Mecklenburg-VorpommernAOK Nordost: 57 Prozent der Klinikfälle in MV vermeidbar

Die Krankenkasse sieht großes Potenzial für ambulante Versorgung in Mecklenburg-Vorpommern. Warum Pflegekräfte dabei eine Schlüsselrolle spielen könnten.
Schwerin (dpa/mv) - Nach Ansicht der AOK Nordost könnten 57 Prozent aller Krankenhausfälle in Mecklenburg-Vorpommern ambulant versorgt oder sogar vermieden werden. Zu diesem Ergebnis kommt eine aktuelle Analyse des Wissenschaftlichen Instituts der AOK für den aktuellen Krankenhaus-Report.

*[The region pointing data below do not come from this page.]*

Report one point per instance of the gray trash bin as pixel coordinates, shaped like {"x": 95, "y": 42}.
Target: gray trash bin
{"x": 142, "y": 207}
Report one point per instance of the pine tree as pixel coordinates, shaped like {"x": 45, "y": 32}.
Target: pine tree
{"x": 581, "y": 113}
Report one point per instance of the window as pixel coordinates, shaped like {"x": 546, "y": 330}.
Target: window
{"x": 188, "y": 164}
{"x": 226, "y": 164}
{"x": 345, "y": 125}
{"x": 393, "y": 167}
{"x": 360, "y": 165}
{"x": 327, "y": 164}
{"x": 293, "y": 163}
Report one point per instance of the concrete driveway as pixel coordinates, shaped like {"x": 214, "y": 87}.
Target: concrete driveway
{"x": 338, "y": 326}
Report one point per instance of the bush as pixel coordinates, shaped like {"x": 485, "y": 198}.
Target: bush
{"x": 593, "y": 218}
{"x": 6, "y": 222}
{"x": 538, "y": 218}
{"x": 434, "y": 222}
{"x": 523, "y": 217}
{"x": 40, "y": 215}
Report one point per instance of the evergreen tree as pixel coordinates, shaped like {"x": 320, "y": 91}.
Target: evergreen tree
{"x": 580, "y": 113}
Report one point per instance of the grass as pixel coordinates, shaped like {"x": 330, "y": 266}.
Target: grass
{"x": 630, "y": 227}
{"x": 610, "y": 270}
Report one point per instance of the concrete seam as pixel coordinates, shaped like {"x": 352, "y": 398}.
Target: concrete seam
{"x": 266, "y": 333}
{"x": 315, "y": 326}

"Die Landesregierung muss deshalb die Krankenhaus-Reform entschlossen umsetzen, um zu den notwendigen Konzentrationen zu kommen und das Potenzial für mehr ambulante Behandlungen zu realisieren", sagte Daniela Teichert, Vorstandsvorsitzende der AOK Nordost.
Für Mecklenburg-Vorpommern weist eine Modellrechnung für das Datenjahr 2024 rund 364.000 Krankenhausfälle aus. Etwa 209.000 Fälle hatten demnach ein ambulantes oder vermeidbares Potenzial – das entspricht 57 Prozent. Davon entfielen rund 156.000 Fälle auf Behandlungen, die ambulant hätten erfolgen können. Weitere rund 53.000 Fälle wären durch bessere ambulante oder pflegerische Versorgung potenziell vermeidbar gewesen.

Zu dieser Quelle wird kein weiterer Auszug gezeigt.